I have file containing lines with text. I’d like to count all chars in the text. In case we have small file this is not the problem but what if we have huge text file. In example 1000TB distributed over Hadoop-HDFS.
Apache-Spark is one alternative for that job.
Big picture
Now let’s dig into details
Apache Spark is a fast and general-purpose cluster computing system.
It provides high-level APIs in Java, Scala and Python,
and an optimized engine that supports general execution graphs.
It also supports a rich set of higher-level tools including Shark (Hive on Spark),
Spark SQL for structured data,
MLlib for machine learning,
GraphX for graph processing, and Spark Streaming.
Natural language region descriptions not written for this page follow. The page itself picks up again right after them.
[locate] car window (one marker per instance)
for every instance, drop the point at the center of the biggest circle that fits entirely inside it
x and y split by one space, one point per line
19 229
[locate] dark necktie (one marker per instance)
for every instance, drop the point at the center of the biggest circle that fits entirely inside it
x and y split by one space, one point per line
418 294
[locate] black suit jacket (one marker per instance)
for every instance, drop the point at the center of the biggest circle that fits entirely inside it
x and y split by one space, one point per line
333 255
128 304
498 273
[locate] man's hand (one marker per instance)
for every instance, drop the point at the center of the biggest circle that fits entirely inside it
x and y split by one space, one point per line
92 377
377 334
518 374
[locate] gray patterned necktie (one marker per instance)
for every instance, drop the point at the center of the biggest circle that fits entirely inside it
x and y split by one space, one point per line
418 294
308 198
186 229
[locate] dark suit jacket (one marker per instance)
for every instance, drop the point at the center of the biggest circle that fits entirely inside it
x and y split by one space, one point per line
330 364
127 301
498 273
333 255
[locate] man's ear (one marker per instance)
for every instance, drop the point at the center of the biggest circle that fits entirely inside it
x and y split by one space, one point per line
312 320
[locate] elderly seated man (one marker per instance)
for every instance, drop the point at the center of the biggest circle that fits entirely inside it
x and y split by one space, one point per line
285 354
This is java (spark) code:
String master = "local[3]";
String appName = "SparkReduceDemo";
SparkConf conf = new SparkConf().setAppName(appName).setMaster(master);
JavaSparkContext sc = new JavaSparkContext(conf);
JavaRDD file = sc.textFile(“data.txt”); // this is our text file
// this is map function – splits tasks between workers
JavaRDD lineLengths = file.map(new Function<String, Integer>() {
public Integer call(String s) {
System.out.println(“line: “+s + ” “+ s.length());
return s.length();
}
});
// this is reduce function – collects results from workers for driver programm
int totalLength = lineLengths.reduce(new Function2<Integer, Integer, Integer>() {
public Integer call(Integer a, Integer b) {
System.out.println(“a: “+ a);
System.out.println(“b: “+ b);
return a + b;
}
});
System.out.println(“Lenght: “+ totalLength);
compile and run. Let’s analyse result:
14/06/19 10:34:42 INFO SecurityManager: Using Spark's default log4j profile: org/apache/spark/log4j-defaults.properties
14/06/19 10:34:42 INFO SecurityManager: Changing view acls to: margusja
14/06/19 10:34:42 INFO SecurityManager: SecurityManager: authentication disabled; ui acls disabled; users with view permissions: Set(margusja)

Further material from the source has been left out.